ALL PERSONNEL SHOULD: • Know the GSFC Quality Policy • Know the requirements of applicable directives, from your organization’s Directives Requirements List.(Goddard Directives Management System (GDMS) at URL http://arioch.gsfc.nasa.gov/iso9000/index.htm) • Know who the GSFC ISO Management Representative is. (Richard Day) • Know your defined job responsibilities. (TA for Contractors; PD for Civil Servants) • Know if there are any Records associated with your work and be able to find them. GSFC/QMS Training 2003
GSFC/QMS Training 2003 ALL PERSONNEL SHOULD (Continued) • Know your organization’s objectives, and how your job contributes to the achievement of those objectives • Know how to access the GDMS, Directives Requirements List, controlled documents, and associated records for documents related to your work. • Know what to do if you are audited
GSFC/QMS Training 2003 PROGRAM AND PROJECT MANAGEMENT PERSONNEL SHOULD: • Understand and comply with the requirements of 400-PG-8730.3.1 • Be able to describe how you interact with your customer • Be able to describe how you measure customer satisfaction • Be able to describe how your organization’s goals map or contribute to the Code 400 Directorate goals. • Ensure that the QMS requirements applicable to the organization are communicated and understood throughout the organization.
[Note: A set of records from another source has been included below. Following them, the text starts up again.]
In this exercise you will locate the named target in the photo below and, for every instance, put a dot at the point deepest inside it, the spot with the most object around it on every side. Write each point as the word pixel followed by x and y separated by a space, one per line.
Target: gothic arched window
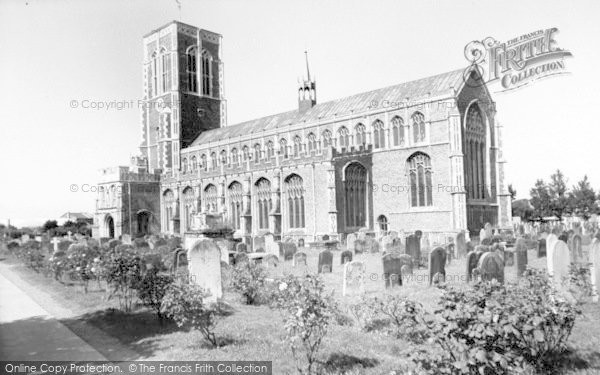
pixel 361 134
pixel 234 195
pixel 270 150
pixel 419 173
pixel 295 196
pixel 343 137
pixel 189 206
pixel 192 69
pixel 475 142
pixel 263 202
pixel 398 131
pixel 355 186
pixel 297 146
pixel 210 198
pixel 283 148
pixel 418 127
pixel 378 134
pixel 326 138
pixel 206 73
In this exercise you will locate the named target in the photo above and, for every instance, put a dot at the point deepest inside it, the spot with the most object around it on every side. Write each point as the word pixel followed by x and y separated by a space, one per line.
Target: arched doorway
pixel 110 226
pixel 143 220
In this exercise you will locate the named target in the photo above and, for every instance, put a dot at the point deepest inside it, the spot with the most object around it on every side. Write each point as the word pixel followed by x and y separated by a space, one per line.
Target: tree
pixel 540 199
pixel 559 201
pixel 512 192
pixel 582 200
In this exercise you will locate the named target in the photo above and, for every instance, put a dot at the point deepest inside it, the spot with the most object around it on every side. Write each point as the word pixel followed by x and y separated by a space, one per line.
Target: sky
pixel 55 52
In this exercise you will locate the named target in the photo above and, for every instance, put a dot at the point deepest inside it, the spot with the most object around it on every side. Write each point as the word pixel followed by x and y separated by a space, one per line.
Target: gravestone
pixel 472 263
pixel 204 264
pixel 521 253
pixel 392 270
pixel 345 257
pixel 325 261
pixel 437 263
pixel 560 261
pixel 354 277
pixel 595 269
pixel 541 248
pixel 350 241
pixel 299 259
pixel 461 244
pixel 491 266
pixel 550 243
pixel 241 247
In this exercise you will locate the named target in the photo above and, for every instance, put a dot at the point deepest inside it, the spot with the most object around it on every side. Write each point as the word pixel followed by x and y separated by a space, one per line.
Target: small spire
pixel 307 70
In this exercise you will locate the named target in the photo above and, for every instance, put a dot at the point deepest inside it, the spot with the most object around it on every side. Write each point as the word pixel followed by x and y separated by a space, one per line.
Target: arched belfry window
pixel 419 175
pixel 343 137
pixel 189 206
pixel 475 143
pixel 192 69
pixel 418 127
pixel 361 135
pixel 398 131
pixel 210 198
pixel 295 195
pixel 355 186
pixel 234 195
pixel 206 73
pixel 263 202
pixel 378 134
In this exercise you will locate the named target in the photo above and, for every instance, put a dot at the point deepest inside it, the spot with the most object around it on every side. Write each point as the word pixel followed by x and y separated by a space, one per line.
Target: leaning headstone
pixel 561 262
pixel 595 269
pixel 521 252
pixel 205 268
pixel 354 277
pixel 550 243
pixel 299 259
pixel 491 266
pixel 392 270
pixel 350 241
pixel 437 263
pixel 345 257
pixel 325 261
pixel 541 248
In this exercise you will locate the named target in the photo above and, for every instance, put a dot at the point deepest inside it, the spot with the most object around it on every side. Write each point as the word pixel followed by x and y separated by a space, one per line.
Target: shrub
pixel 307 312
pixel 152 288
pixel 248 278
pixel 184 303
pixel 498 329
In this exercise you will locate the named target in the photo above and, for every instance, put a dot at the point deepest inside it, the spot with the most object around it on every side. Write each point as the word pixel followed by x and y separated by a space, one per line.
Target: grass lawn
pixel 255 332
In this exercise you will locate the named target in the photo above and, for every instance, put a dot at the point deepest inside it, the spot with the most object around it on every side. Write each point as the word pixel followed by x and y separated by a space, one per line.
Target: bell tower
pixel 307 92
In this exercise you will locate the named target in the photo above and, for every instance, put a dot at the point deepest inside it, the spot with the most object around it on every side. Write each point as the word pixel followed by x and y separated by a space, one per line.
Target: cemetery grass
pixel 256 332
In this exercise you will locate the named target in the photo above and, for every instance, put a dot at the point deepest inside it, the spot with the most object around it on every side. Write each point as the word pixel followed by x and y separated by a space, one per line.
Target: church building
pixel 422 155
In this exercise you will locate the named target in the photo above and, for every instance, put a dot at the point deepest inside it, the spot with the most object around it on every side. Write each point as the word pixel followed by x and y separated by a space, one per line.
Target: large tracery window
pixel 210 198
pixel 378 134
pixel 343 137
pixel 235 194
pixel 168 201
pixel 295 196
pixel 206 73
pixel 419 172
pixel 263 202
pixel 355 186
pixel 189 206
pixel 192 69
pixel 398 131
pixel 418 127
pixel 475 142
pixel 361 135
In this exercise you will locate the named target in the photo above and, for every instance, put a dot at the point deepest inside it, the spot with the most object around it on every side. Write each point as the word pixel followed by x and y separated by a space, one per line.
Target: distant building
pixel 421 155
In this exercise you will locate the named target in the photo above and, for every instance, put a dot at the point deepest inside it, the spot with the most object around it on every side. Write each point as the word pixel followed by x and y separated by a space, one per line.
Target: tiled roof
pixel 434 85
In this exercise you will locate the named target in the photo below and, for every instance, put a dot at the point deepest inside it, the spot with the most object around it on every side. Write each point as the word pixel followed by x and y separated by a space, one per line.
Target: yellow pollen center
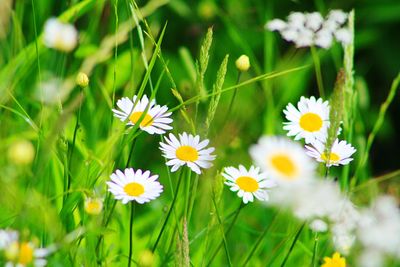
pixel 146 121
pixel 247 184
pixel 25 253
pixel 284 165
pixel 333 158
pixel 187 153
pixel 134 189
pixel 311 122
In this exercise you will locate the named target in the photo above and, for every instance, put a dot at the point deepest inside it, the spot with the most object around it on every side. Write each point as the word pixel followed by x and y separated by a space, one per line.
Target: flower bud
pixel 93 206
pixel 82 80
pixel 21 152
pixel 243 63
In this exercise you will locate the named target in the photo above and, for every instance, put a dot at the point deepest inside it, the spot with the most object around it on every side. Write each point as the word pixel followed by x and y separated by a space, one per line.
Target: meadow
pixel 199 133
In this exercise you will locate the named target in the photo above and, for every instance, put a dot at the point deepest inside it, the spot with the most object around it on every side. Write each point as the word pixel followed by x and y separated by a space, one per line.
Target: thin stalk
pixel 168 214
pixel 316 239
pixel 233 97
pixel 258 242
pixel 131 233
pixel 318 73
pixel 223 233
pixel 293 244
pixel 227 232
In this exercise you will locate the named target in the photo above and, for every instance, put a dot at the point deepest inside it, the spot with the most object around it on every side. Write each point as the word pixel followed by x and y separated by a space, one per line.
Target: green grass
pixel 182 54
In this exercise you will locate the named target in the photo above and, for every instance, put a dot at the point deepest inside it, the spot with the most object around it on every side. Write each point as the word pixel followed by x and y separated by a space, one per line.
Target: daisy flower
pixel 248 183
pixel 282 159
pixel 187 150
pixel 60 36
pixel 335 261
pixel 136 186
pixel 25 253
pixel 156 120
pixel 340 153
pixel 310 121
pixel 93 206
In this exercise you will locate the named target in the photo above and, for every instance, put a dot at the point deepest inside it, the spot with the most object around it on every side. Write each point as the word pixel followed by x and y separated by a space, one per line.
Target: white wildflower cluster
pixel 311 29
pixel 17 252
pixel 379 232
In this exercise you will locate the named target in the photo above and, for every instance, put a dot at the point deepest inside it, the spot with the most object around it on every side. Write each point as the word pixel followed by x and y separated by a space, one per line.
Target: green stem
pixel 293 244
pixel 226 233
pixel 168 214
pixel 258 242
pixel 318 73
pixel 316 239
pixel 131 233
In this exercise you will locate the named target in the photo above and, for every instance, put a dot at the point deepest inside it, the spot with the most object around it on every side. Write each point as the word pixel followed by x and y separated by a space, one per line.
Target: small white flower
pixel 297 20
pixel 314 21
pixel 290 34
pixel 305 38
pixel 60 36
pixel 136 186
pixel 324 39
pixel 20 254
pixel 282 159
pixel 318 225
pixel 248 183
pixel 155 121
pixel 337 16
pixel 341 153
pixel 310 121
pixel 276 25
pixel 188 150
pixel 343 35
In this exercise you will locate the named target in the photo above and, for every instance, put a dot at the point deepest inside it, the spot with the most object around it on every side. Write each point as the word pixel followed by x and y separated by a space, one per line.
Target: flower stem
pixel 293 244
pixel 226 233
pixel 131 233
pixel 168 214
pixel 318 74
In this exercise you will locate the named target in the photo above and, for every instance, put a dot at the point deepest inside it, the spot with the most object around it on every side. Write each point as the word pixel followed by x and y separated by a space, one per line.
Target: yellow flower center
pixel 247 184
pixel 285 165
pixel 134 189
pixel 333 158
pixel 187 153
pixel 25 253
pixel 146 121
pixel 335 261
pixel 94 206
pixel 311 122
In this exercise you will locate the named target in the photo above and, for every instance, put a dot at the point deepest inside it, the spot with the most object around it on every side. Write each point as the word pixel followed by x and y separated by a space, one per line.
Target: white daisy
pixel 134 186
pixel 155 121
pixel 248 184
pixel 340 153
pixel 282 159
pixel 60 36
pixel 187 150
pixel 310 121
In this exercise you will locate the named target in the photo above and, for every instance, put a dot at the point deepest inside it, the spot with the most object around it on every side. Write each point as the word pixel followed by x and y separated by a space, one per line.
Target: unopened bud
pixel 21 152
pixel 243 63
pixel 82 80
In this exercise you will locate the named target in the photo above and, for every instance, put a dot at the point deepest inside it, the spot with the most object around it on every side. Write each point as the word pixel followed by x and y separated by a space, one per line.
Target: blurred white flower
pixel 309 29
pixel 340 154
pixel 318 225
pixel 379 227
pixel 60 36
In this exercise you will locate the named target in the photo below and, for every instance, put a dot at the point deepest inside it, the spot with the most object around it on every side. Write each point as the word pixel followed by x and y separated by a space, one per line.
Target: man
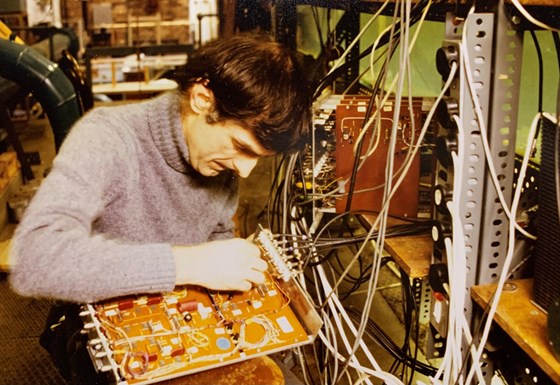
pixel 141 197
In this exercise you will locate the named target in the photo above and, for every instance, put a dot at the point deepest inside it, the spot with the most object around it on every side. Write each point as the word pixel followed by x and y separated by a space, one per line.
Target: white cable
pixel 389 378
pixel 511 246
pixel 483 133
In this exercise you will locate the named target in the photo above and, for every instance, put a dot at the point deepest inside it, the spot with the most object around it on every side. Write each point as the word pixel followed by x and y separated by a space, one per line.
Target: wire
pixel 541 76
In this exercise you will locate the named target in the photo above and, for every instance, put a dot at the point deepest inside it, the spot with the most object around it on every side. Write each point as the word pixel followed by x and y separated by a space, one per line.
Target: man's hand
pixel 232 264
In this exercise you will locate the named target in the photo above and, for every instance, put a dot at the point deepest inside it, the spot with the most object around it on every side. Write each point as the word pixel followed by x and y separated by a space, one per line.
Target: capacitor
pixel 187 306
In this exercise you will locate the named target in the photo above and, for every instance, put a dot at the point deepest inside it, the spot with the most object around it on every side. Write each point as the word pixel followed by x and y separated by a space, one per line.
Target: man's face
pixel 220 146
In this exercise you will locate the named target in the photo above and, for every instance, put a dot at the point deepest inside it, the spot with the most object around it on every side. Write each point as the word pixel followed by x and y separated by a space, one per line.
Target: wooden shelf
pixel 523 321
pixel 413 253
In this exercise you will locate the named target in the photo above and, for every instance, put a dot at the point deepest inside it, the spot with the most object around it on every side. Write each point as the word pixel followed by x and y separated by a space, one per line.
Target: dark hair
pixel 257 83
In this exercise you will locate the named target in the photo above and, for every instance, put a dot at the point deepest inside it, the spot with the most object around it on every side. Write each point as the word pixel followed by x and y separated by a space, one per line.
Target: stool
pixel 256 371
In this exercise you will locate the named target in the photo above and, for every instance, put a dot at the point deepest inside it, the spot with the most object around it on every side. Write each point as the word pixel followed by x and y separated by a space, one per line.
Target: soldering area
pixel 414 240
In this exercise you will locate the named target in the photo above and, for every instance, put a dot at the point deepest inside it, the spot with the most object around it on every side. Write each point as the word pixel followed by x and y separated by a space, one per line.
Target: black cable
pixel 385 342
pixel 556 39
pixel 540 63
pixel 539 103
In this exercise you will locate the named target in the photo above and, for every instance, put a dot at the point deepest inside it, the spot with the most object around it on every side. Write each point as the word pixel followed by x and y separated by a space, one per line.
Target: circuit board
pixel 151 338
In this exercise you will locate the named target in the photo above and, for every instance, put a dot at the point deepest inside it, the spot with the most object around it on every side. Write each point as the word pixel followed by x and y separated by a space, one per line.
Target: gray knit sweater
pixel 120 193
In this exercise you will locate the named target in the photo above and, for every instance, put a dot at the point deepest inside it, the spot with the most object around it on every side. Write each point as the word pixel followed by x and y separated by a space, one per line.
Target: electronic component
pixel 149 338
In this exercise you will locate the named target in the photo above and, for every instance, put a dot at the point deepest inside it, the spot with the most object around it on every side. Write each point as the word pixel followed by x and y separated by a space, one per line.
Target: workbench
pixel 522 320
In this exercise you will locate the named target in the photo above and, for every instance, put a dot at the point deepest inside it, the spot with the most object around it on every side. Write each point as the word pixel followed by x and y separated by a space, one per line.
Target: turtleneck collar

GSFC Quality Policy Q: What is the GSFC quality policy? A: “ With customer satisfaction as our primary goal: • GSFC is committed to meeting or exceeding our customer's requirements • We achieve excellence in all of our efforts.” • You may be asked what this means to you in the performance of your job. • It will not have to be recited or paraphrased. • The GSFC Quality Policy is officially established in the GSFC Quality Manual (GPG 8730.3), and is unchanged since 1999. • The GSFC Quality Manual is located in the GSFC Directive Management System (DMS) at: http://arioch.gsfc.nasa.gov/iso9000 Effective Date: January 27, 1999
GSFC/QMS Training 2003 • Who is the QMS Management Representative? Richard Day His role, and that of the Quality Management System Council, are described in GPG 1060.1.
ISO 9001’s Governing Body at GSFC • The Center Director appoints the Management Representative (MR) and a Quality Management Council (QMSC) • the Management Representative interfaces between the general work force and the Center Director. This is a specific, ISO-required function, and you will be asked about by the auditors. • The QMSC includes a directorate-level representatives from each Goddard Directorate and each Code 100 organization that has a significant role in the QMS.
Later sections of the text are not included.